Using emerging technology to provide students with a fuller, more meaningful academic experience is certainly applicable for other institutions and programs. In fact, the model has spread to several other courses in our College of Architecture and Planning. Every other year, those students and faculty complete a ten-week field study and collaborate on design and planning in southern Asian cities. Called CAP Asia (http://www.bsu.edu/Academics/CollegesandDepartments/CAP/Activities/StudyAbroad/CAPAsia), this program employs many of the same technological breakthroughs to enhance teaching and learning both for students on the trip and for their colleagues on campus.
In addition to CAP Asia, architecture faculty and a team from Ball State's Institute for Digital and Intermedia Arts also were instrumental in developing the Las Americas Virtual Design Studio (http://www.bsu.edu/Academics/CentersandInstitutes/EmergingMedia/Videos/DigFab). This collaborative ex-change enabled more than thirty Latin American architecture programs and Ball State to work on an annual common design project. By using a virtual reality program for enhanced collaboration, nearly two hundred students and faculty members developed designs to convert a large Indianapolis hotel into a "surge" medical facility that would treat the wounded in a natural disaster.
The impact of emerging technology on academic experiences is demonstrated in many ways. The College of Architecture and Planning has received numerous national awards, including being named by Architect magazine as one of the top three institutions nationally in digital design, a talent honed by the students in Polyark/World Tour. Ball State alumni work for many of the world's leading architectural firms, including HOK, Skidmore, Owings & Merrill, Frank Gehry Partners, and RTKL Associates, and several recent graduates have used their experience in digital design to land that first job. For instance, Tyler Kirages, a 2011 graduate with a bachelor's degree in landscape architecture, now works for the prestigious firm of DTJ and Associates in Boulder, Colorado, in part because of his digital work at Polyark.

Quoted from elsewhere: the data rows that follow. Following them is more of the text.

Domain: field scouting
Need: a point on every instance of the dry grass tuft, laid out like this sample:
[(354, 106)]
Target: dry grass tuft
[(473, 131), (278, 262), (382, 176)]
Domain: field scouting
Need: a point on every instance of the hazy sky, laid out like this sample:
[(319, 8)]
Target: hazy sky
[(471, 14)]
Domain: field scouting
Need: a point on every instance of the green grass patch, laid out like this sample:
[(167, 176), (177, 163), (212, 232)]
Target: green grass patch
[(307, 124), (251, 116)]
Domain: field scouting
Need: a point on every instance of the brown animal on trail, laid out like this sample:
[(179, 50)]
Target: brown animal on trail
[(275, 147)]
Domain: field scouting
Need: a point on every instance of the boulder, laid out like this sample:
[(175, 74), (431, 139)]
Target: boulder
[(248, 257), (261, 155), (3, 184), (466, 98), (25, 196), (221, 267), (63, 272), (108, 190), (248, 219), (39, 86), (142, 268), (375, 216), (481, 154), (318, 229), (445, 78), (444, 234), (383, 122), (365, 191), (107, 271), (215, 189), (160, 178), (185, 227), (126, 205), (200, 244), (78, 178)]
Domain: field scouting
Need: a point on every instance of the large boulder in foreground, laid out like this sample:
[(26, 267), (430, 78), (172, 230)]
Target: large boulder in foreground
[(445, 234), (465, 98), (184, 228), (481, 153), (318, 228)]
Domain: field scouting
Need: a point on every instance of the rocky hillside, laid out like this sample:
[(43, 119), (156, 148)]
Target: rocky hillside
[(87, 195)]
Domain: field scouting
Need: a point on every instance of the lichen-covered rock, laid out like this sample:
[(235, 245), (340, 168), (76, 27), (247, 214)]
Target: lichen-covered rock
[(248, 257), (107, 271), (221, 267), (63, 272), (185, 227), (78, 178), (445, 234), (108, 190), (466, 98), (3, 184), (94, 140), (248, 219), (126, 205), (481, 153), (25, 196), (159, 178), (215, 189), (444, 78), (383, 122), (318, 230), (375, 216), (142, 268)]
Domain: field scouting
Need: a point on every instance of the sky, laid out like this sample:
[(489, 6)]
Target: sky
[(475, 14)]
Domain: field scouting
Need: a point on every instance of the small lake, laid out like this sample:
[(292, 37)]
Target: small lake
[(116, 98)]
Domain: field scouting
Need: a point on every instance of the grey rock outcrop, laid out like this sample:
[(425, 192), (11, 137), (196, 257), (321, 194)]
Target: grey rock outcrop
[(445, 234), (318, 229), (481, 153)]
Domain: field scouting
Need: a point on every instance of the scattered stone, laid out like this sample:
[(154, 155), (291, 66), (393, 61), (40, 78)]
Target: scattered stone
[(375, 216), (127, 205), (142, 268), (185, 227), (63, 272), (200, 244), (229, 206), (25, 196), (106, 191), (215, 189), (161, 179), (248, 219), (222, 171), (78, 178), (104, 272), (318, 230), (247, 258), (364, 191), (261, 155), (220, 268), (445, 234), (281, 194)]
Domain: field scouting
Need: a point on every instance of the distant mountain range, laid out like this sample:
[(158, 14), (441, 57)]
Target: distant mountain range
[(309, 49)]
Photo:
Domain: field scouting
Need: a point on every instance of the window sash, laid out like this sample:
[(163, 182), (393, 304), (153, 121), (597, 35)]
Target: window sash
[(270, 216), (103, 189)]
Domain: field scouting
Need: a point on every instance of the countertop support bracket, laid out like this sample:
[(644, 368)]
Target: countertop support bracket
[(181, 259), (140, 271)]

For decades, Ball State University students have learned collaboratively, further blurring the lines between traditional faculty and student roles. The emphasis on emerging media across campus enhances these efforts while simultaneously extending their reach. The integration of fieldwork with emerging technologies is a powerful tool that prepares these students with an education that readies them for the knowledge-based, global economy they will experience after graduation.
Jo Ann Gora became the fourteenth President of Ball State University in August 2004. Under her leadership, the university has dedicated more than $25 million to its emerging media efforts since 2008. In 2009, she earned the Mira Trailblazer Award from TechPoint for her significant and lasting contributions to technology innovation in Indiana.